The launch comes in response to increased demand from across the sector, with leading M&A broker, Acquira Professional Services, reporting more than 60 M&A deals in 2023 to date, with a spike expected shortly to coincide with the PII renewal season.

“Over the last 18 months, law firms have increasingly asked Doorway for a funding commitment that can be established in advance of needing to draw upon it” says Steve Din, founder of Doorway Capital.  “The catalyst for this is, undoubtedly, the desire for law firms to make acquisitions and ensuring acquisition funding is available to be drawn, often, at very short notice.”

For more information please contact Steve Din (funding@doorwaycapital.com) or Phil Hales (bd@doorwaycapital.com).

About Doorway Capital

Doorway Capital has been providing specialist funding solutions for UK law firms since 2015.  Facilities are typically written up to values of £20m and tailored to clients’ individual needs.

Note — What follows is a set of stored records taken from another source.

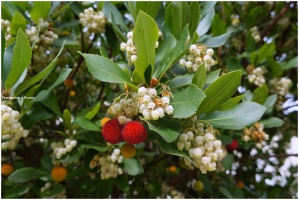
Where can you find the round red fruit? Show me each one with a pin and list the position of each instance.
(112, 131)
(233, 146)
(134, 132)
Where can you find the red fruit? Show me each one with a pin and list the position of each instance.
(134, 132)
(112, 131)
(233, 146)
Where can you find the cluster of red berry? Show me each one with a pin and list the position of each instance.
(132, 132)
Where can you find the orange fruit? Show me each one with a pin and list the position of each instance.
(128, 150)
(7, 169)
(59, 173)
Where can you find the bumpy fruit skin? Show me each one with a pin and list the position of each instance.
(198, 186)
(233, 146)
(104, 120)
(59, 173)
(7, 169)
(112, 131)
(134, 132)
(128, 150)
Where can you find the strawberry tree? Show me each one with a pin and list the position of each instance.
(99, 99)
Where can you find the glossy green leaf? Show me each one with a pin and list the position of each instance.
(24, 174)
(167, 128)
(260, 94)
(186, 102)
(231, 103)
(272, 122)
(145, 35)
(86, 124)
(237, 117)
(40, 10)
(42, 95)
(133, 166)
(18, 22)
(194, 16)
(181, 81)
(149, 7)
(220, 91)
(199, 78)
(105, 70)
(20, 59)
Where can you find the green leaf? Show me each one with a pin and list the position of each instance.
(18, 22)
(149, 7)
(260, 94)
(24, 174)
(42, 95)
(94, 111)
(170, 148)
(67, 119)
(86, 124)
(167, 128)
(228, 161)
(194, 16)
(95, 147)
(199, 78)
(218, 26)
(225, 139)
(231, 103)
(220, 91)
(205, 23)
(216, 41)
(237, 117)
(41, 75)
(145, 36)
(20, 59)
(17, 190)
(54, 190)
(226, 193)
(272, 122)
(105, 70)
(290, 64)
(181, 81)
(233, 64)
(186, 102)
(133, 166)
(40, 10)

The team at Doorway Capital are extremely knowledgeable – they spent time and effort designing a facility that gave us the depth and flexibility we needed at a crucial time in our growth.  I couldn’t recommend a better funding partner for a law firm.” – Shane Hensman, CEO of Cordus Law.

As Doorway’s founder, Steve Din, was a former managing director of the global investment bank Morgan Stanley and European Head of Restructurings at Citigroup, it is no surprise that Doorway has chosen to pay close attention to the needs of law firms looking to grow by acquisition.